You chose to enter that restaurant, nobody forced you to go there.

That restaurant is perfectly entitled to set its own conditions that apply to its service to you (within reason, of course).

Hence that restaurant is perfectly entitled to say on its menu or signage or website or orally "sure we'll feed you, but we don't take cash, only cards".

If you don't like that condition, you are free to get up and leave before ordering. Just like you are free to get up before ordering if you don't like the menu, the prices or that noisy kid on the next-door table.

If you proceed to order and eat, then you have entered into a 'contract'.

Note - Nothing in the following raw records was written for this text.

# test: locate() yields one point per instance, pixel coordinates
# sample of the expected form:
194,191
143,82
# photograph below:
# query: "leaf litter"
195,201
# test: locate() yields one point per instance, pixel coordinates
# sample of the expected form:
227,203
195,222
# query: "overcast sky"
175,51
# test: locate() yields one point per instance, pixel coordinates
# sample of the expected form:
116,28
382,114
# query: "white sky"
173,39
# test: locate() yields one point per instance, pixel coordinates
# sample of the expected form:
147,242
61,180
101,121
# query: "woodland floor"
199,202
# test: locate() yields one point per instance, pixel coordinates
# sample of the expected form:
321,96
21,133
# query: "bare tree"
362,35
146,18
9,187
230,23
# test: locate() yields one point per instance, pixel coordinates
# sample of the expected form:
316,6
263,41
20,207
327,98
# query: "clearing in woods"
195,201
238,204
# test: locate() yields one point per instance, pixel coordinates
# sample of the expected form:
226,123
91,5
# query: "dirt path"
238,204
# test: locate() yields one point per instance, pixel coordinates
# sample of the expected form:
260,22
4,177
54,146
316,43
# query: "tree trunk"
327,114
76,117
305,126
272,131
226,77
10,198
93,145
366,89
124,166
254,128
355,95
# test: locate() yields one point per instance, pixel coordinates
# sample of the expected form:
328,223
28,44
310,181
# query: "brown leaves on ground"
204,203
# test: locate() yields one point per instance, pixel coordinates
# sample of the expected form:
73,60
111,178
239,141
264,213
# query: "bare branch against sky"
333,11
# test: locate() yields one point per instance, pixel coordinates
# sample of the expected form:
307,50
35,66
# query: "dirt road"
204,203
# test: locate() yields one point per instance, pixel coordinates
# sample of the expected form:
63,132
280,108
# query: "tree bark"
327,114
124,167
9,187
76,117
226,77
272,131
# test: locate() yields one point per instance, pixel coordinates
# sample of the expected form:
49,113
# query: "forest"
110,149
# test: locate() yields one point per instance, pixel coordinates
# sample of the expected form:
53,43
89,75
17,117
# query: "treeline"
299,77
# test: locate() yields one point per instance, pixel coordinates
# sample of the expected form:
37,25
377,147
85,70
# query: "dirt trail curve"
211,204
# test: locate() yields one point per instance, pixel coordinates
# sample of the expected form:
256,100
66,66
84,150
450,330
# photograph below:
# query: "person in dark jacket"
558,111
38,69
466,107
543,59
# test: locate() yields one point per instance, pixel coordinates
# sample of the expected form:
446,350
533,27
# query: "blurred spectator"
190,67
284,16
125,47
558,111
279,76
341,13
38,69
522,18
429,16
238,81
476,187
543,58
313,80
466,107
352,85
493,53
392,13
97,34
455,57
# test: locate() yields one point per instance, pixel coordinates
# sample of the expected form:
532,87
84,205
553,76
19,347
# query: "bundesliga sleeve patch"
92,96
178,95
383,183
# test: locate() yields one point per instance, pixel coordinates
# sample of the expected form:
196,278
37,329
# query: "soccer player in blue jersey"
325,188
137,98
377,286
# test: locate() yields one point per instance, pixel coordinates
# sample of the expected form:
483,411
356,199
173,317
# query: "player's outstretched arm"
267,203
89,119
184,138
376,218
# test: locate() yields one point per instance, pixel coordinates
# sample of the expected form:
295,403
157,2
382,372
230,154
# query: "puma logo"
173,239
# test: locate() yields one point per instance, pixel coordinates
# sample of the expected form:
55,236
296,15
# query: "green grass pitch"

The restaurant has offered you an alternative means of payment which you have accepted by proceeding to eat. Card payment was made a condition of contract.

1 comments

You're probably right about card payment being a condition of the contract, but a contract has to be enforced by a court: the police, if they turned up, would shrug their shoulders and say it's a civil dispute. In the somewhat unlikely event of an English court being willing to accept the case and take it seriously, I would guess it would probably order that the diner pay the bill (which they could now do in cash because it is now a debt and I'm assuming traditional legal tender rules still apply), and that the restaurant pay the (probably much larger) court costs because, seeing as the diner had already offered to pay the bill in cash, the restaurant is clearly to blame for the matter coming to court and everyone's time getting wasted. The restaurant might also have to pay the diner's legal costs, if there were any, if the diner made a good impression of not having deliberately caused trouble.